From Data Warehouses to Big Data - Automation Will Kickstart Your Digital Transformation

Why is the automation of both Big Data and traditional Data Warehouses proving so pivotal to Digital Transformation?

Yann Guernion
Yann Guernion, May 12, 2017 12:30 pm
Blog > Data Automation | Big Data | Data Warehouse > From Data Warehouses to Big Data - Automation Will Kickstart Your Digital Transformation

Whatever action you take, the chances are new data will be generated. Go shopping and the point of sale system records your purchase transaction. Walk down the street and a security camera records your movements. Take a holiday and the airline processes your flight, the hotel transmitting monitors your stay… even the sun lounger attendant with his mobile phone is data.

Every digital process and social media exchange produces data. And this Big Data is arriving from multiple sources at an alarming velocity, volume and variety. By 2020, for example, about 1.7 megabytes of new information will be created every second for every human on the planet. Facebook users send on average 31.25 million messages and view 2.77 million videos every minute. And by 2020, at least a third of all data will pass through the cloud.

There’s no denying there’s a lot of data floating around. However, that data is only useful when it’s been processed. In this era of the application economy and business transformation, organizations need to capture, process and analyze data at an exponential rate. That’s not easy though. You have to distribute that Big Data to hundreds of downstream applications – frequently in real-time. You need to be certain the data flows are continuous and scalable, from the source to the analytics. And you need the skills and resources to design and operate the processes supporting Big Data flows.

That issue of data management applies equally to enterprise data warehouse environments, albeit not at the same scale as Big Data.

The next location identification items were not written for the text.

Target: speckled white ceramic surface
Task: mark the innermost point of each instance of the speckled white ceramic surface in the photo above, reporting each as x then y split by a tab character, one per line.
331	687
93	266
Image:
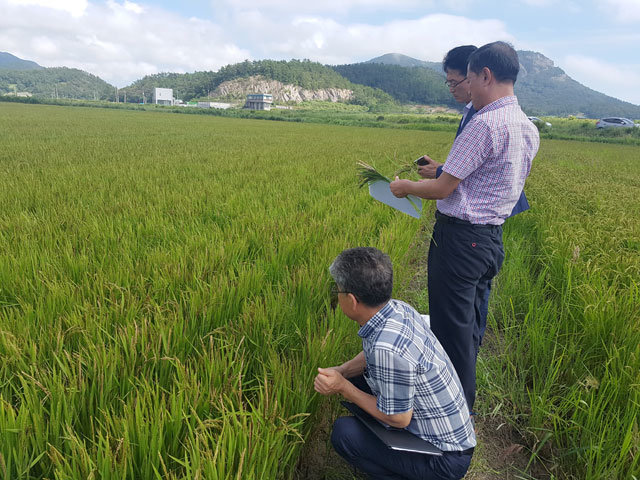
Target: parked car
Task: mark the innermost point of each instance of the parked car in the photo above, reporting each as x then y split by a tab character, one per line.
537	120
615	122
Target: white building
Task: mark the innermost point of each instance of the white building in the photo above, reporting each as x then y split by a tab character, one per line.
163	96
259	101
224	106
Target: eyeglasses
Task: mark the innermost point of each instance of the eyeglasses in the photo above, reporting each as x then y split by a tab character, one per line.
453	84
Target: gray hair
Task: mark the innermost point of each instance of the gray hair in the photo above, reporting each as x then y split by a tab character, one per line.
366	272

The data warehousing concept puts insight in the hands of decision makers, making your company more agile, innovative and competitive. However, running an enterprise data warehouse requires the coordination of multiple discrete operations across disparate applications, databases and systems – all in the correct sequence, at the correct time and under the correct conditions. Missing one step in the process, or executing a step at the wrong time, can result in a significant amount of wasted processing time and in the worst-case scenario: bad data.

Whether you’re processing data through a data warehouse concept or Big Data technologies, multiple tasks need to be coordinated to ensure it is in the right place at the right time. Timely reporting of data processing must also be monitored to meet service level agreements. And rapid advances in technology mean that end-to-end process orchestration must be easily extensible.

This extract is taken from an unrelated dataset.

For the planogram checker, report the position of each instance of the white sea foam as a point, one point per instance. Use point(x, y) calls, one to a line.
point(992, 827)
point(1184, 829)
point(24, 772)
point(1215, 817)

Get that all right and you put real-time actionable insight into the hands of decision makers, increasing agility and competitiveness. Get it wrong and you share bad data or delay decision-making; to the extent your business becomes a market laggard, responding slower than the competition. In other words, you’re toast!

So what’s the answer? How do you orchestrate end-to-end data processing across Big Data or data warehouse environments?

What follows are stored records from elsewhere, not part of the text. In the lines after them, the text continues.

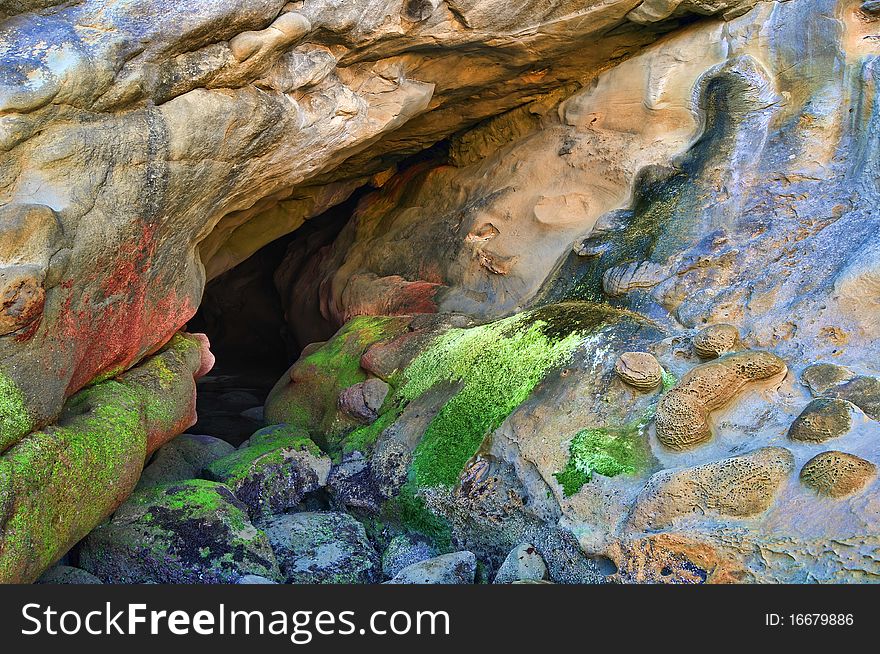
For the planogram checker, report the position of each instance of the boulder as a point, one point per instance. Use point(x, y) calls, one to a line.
point(322, 548)
point(273, 473)
point(455, 568)
point(404, 550)
point(185, 532)
point(65, 574)
point(185, 457)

Automation accelerates and streamlines trusted business intelligence

Automation can help integrate all the software used in the data warehouse process into enterprise process automation to ensure the timely delivery of trusted business intelligence reports to your business users. For example, unified reporting and analysis on a single interface enable an enterprise-wide view of all data flows. This allows the business to view its data strategy holistically and makes data accessible to non-technical staff.

At Automic we believe automation should accelerate and control data warehousing processes for timely, accurate, complete, business analytics. You benefit from faster data integration cycles, immediate reporting distribution, faster implementation of new data warehousing processes and compliance across your data flows. Faster data analysis also enables agile operations, meaning IT operations can actually drive agility rather than delaying the realization of business strategy as it often has in the past.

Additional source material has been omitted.